Keine Einwände aus Kanzleramt

Keine Einwände gegen den Ermittlungsstopp kamen aus dem deutschen Kanzleramt. Das Amt sei bereits am 14. September im Rahmen einer Anhörung nach den „Richtlinien über das Straf- und Bußgeldverfahren“ über die juristische Bewertung des umstrittenen Schmähgedichts unterrichtet worden, sagte ein Regierungssprecher dem „Tagesspiegel“ aus Berlin (Montag-Ausgabe).

Es sei jedoch „keine Stellungnahme abgegeben“ worden, sagte der Sprecher weiter. Hätte die Regierung widersprochen, hätte die Staatsanwaltschaft in Mainz die Einwände den Richtlinien zufolge bei ihrer Entscheidung über das Verfahren würdigen müssen.

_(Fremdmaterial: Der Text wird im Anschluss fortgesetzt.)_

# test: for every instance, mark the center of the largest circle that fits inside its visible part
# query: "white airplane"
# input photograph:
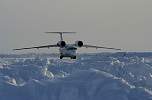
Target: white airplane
(67, 50)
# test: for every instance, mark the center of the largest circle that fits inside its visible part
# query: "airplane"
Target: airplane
(67, 50)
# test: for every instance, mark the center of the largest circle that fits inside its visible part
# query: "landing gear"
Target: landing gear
(61, 57)
(74, 57)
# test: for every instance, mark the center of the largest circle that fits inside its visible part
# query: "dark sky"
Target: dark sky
(123, 24)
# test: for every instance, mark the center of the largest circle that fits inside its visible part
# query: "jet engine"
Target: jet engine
(61, 44)
(79, 43)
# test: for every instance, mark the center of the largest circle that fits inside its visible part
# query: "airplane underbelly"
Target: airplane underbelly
(68, 53)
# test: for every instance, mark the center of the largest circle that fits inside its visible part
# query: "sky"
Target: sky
(125, 24)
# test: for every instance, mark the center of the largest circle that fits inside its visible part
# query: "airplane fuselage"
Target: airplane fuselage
(68, 51)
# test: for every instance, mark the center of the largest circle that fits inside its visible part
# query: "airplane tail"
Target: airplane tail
(61, 36)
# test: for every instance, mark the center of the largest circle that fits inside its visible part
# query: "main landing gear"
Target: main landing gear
(74, 57)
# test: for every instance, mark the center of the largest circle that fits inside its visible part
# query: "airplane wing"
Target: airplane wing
(38, 47)
(91, 46)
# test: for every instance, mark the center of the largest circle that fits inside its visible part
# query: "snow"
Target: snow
(107, 76)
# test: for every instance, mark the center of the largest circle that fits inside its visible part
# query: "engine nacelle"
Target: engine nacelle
(61, 44)
(79, 43)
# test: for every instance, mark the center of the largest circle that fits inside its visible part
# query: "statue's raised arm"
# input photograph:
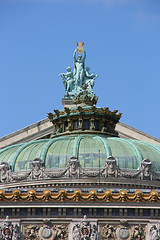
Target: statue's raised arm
(84, 58)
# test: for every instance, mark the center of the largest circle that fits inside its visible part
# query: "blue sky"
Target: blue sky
(122, 41)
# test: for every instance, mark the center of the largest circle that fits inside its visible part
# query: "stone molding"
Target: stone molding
(9, 230)
(74, 170)
(77, 196)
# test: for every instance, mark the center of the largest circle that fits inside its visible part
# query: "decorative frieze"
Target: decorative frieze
(73, 169)
(123, 231)
(46, 231)
(84, 230)
(9, 230)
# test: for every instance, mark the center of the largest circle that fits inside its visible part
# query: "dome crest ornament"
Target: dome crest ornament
(75, 81)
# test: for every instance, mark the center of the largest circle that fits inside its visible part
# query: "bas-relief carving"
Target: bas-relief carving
(153, 231)
(5, 172)
(9, 230)
(46, 231)
(73, 169)
(124, 231)
(110, 168)
(84, 230)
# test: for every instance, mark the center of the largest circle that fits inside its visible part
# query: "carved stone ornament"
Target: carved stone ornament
(46, 231)
(146, 170)
(154, 232)
(138, 233)
(5, 172)
(123, 231)
(108, 232)
(73, 168)
(110, 168)
(37, 171)
(9, 231)
(85, 230)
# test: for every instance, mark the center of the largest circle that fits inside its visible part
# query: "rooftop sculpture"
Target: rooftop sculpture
(78, 80)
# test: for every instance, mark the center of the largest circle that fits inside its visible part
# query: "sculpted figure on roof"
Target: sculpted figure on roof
(74, 81)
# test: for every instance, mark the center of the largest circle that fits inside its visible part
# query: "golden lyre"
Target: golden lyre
(79, 47)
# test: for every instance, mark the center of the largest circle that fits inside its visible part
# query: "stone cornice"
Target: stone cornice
(78, 196)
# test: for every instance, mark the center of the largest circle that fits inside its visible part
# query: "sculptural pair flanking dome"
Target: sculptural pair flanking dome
(83, 132)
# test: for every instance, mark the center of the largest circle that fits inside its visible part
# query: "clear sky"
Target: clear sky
(122, 41)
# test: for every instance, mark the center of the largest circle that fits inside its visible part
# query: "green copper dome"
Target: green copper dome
(88, 148)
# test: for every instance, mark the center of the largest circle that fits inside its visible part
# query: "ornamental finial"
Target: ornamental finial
(79, 47)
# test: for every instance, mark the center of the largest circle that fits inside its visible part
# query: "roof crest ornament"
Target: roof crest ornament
(79, 82)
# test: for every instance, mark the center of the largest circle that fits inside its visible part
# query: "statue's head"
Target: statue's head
(68, 69)
(79, 58)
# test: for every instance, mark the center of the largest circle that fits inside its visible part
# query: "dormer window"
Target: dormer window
(75, 124)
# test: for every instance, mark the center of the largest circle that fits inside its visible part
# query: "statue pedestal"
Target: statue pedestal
(68, 102)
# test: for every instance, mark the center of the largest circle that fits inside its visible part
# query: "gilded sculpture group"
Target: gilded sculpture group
(80, 78)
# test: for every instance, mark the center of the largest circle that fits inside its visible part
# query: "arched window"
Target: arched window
(75, 124)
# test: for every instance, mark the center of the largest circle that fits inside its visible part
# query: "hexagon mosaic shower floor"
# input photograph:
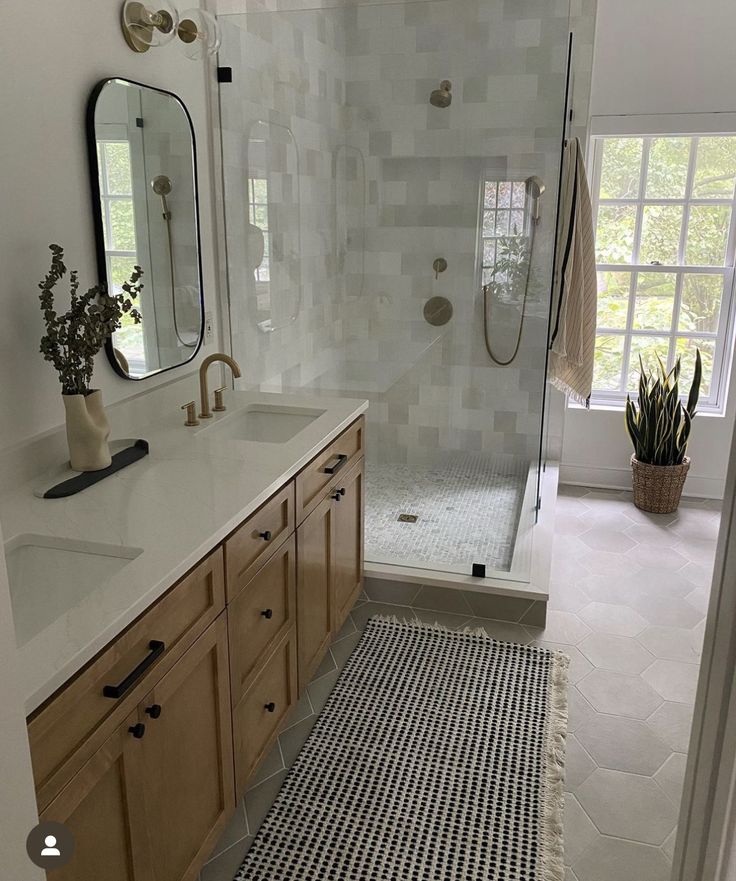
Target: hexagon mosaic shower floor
(628, 599)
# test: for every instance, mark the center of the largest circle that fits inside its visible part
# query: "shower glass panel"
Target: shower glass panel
(376, 160)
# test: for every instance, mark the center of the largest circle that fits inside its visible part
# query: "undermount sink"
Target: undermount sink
(265, 423)
(49, 576)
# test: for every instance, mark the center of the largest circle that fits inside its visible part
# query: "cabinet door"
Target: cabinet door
(314, 592)
(188, 759)
(102, 807)
(347, 545)
(262, 710)
(260, 615)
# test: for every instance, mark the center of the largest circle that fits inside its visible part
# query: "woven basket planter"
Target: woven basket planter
(657, 488)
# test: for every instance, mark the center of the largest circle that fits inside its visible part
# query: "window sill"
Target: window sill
(616, 407)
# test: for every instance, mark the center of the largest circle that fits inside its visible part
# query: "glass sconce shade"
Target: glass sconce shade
(145, 26)
(199, 34)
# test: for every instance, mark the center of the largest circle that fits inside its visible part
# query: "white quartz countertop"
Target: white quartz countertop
(176, 504)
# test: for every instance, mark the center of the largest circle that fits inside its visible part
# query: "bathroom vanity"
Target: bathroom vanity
(145, 748)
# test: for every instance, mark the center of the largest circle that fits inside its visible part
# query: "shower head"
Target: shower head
(534, 188)
(442, 97)
(161, 185)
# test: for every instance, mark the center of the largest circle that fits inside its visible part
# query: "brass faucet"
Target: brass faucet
(203, 390)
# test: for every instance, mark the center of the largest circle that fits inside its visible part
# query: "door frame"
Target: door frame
(706, 842)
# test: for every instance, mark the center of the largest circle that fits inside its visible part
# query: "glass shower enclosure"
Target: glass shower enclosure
(390, 183)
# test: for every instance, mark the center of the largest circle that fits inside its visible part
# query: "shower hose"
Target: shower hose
(486, 308)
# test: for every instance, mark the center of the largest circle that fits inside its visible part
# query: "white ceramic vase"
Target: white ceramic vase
(87, 431)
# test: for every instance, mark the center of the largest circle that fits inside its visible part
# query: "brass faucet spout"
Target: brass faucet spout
(204, 395)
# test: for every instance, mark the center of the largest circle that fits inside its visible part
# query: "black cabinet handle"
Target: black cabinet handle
(156, 648)
(340, 460)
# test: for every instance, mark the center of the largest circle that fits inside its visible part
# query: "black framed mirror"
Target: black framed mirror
(143, 165)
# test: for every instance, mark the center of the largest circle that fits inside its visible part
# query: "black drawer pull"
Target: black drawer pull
(157, 648)
(341, 459)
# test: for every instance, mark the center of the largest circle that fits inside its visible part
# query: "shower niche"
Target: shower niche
(145, 206)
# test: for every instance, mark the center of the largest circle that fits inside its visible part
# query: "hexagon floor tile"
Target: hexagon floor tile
(612, 859)
(619, 653)
(623, 744)
(619, 694)
(612, 618)
(627, 806)
(674, 680)
(671, 723)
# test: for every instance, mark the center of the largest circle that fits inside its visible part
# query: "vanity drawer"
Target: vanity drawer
(324, 470)
(75, 722)
(263, 708)
(257, 538)
(260, 616)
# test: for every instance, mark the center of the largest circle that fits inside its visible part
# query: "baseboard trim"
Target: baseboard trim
(696, 486)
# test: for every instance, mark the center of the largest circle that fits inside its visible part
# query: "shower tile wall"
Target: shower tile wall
(394, 183)
(282, 121)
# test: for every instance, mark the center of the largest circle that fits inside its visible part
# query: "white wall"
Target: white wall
(656, 57)
(50, 62)
(18, 804)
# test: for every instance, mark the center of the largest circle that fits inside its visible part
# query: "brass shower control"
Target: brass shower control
(219, 403)
(191, 409)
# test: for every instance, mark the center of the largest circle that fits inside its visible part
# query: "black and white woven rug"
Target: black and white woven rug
(438, 757)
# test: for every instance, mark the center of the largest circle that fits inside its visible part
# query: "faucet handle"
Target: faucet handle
(191, 413)
(219, 403)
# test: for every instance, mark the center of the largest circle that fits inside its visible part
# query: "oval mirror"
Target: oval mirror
(144, 186)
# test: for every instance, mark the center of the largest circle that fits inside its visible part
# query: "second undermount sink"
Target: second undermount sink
(49, 576)
(266, 423)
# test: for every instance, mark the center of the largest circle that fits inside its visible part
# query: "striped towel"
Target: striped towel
(575, 290)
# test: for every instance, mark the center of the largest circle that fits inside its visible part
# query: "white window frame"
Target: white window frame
(691, 125)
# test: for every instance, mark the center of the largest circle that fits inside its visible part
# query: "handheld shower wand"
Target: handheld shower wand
(162, 186)
(534, 187)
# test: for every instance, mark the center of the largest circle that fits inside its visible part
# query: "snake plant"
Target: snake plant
(659, 425)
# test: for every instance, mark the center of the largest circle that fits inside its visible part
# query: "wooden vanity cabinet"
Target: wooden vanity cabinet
(153, 800)
(330, 572)
(103, 808)
(147, 779)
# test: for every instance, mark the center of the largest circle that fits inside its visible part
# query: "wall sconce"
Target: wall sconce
(144, 27)
(199, 34)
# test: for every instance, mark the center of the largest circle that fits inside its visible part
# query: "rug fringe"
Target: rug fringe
(553, 866)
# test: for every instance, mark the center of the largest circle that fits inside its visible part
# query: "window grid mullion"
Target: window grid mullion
(634, 279)
(681, 248)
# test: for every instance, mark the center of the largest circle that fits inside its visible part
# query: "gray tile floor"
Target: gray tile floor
(628, 600)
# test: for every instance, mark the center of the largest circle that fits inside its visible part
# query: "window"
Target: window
(121, 254)
(665, 256)
(504, 220)
(258, 216)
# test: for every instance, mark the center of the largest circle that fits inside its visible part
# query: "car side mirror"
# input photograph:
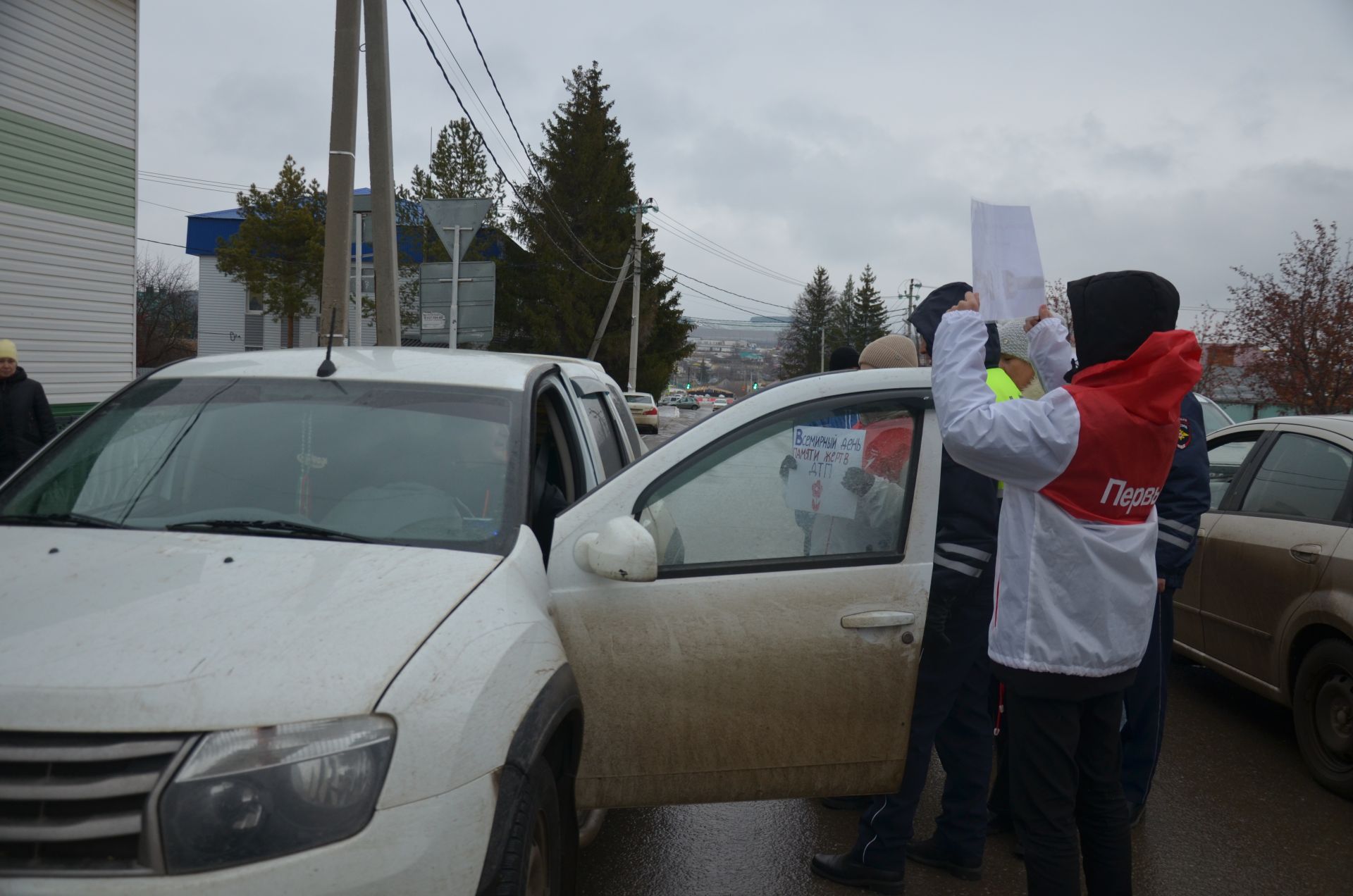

Böhmermann kritisiert türkische Politik

Böhmermann kommentierte das Ende der Ermittlungen gegen ihn unterdessen mit deutlicher Kritik an der türkischen Politik: „Im Vergleich zu dem, was kritische Journalisten, Satiriker oder Oppositionelle in der Türkei damals und auch jetzt gerade durchmachen, ist dieses ganze Theater um die Böhmermann-Affäre schon wieder ein großer trauriger Witz“, erklärte der 35-Jährige in einem am Mittwoch veröffentlichten YouTube-Clip.

Auch den Wirbel, den das Gedicht in Deutschland ausgelöst hatte, kommentierte er mit einer Spitze: „Wenn ein Witz eine Staatskrise auslöst, ist das nicht das Problem des Witzes, sondern des Staates.“

Zeichen stehen auf Gesetzesänderung

Nach dem Fall Böhmermann will die deutsche Regierungskoalition unterdessen den umstrittenen Majestätsbeleidigungsparagrafen abschaffen. SPD-Fraktionschef Thomas Oppermann sagte nach dem Treffen der Koalitionsspitzen am Donnerstag in Berlin, der entsprechende Gesetzesentwurf solle „spätestens im Jänner“ im Kabinett behandelt werden.

Nach Angaben von Oppermann soll der Paragraf 103 des Strafgesetzbuchs abgeschafft werden, der sich unter anderem auf die Beleidigung eines ausländischen Staatsoberhaupts bezieht. Gestrichen werden soll nach seinen Worten auch der Paragraf 104, der Flaggen und Hoheitszeichen schützt. Nach der Kabinettsbefassung muss die Neuregelung noch durch Bundestag und Bundesrat.

Ein entsprechender Gesetzesentwurf aus dem von Justizminister Heiko Maas (SPD) geführten Justizministerium befindet sich bereits seit Ende April in der Abstimmung zwischen den zuständigen deutschen Ministerien. Kanzlerin Angela Merkel (CDU) hatte angekündigt, dass das Gesetz noch in dieser Wahlperiode verabschiedet, aber erst 2018 in Kraft treten solle.